In this post, we will learn about how to Split the Pandas DataFrame columns by Multiple delimiters with the help of the Pandas series.str.split() Method and regular expression for multiple delimiters. To better understand the Split Pandas DataFrame column by Multiple delimiters let us first understand how the Pandas series.str.split() method works.
Pandas series.str.split() Method
The Pandas.series.str.split() method is used to split the string based on a delimiter. If delimiter is not given by default it uses whitespace to split the string.
Syntax
series.str.split((pat=None, n=- 1, expand=False)
Parmeters
- Pat : String or regular expression.If not given ,split is based on whitespace.

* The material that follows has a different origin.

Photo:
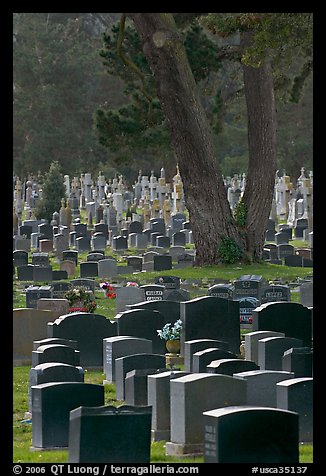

- N :It limits the number of split in output.
- Expand : Expand the string into separate column.
- If
True
, return DataFrame/MultiIndex expanding dimensionality. - If
False
, return Series/Index, containing lists of strings.
- If
1. Split Pandas DataFrame column by single Delimiter
In this example, we are splitting columns into multiple columns using the str.split() method with delimiter hyphen(-). We have dataframe column “Mark” that we are splitting into “Mark” and “Mark_” columns.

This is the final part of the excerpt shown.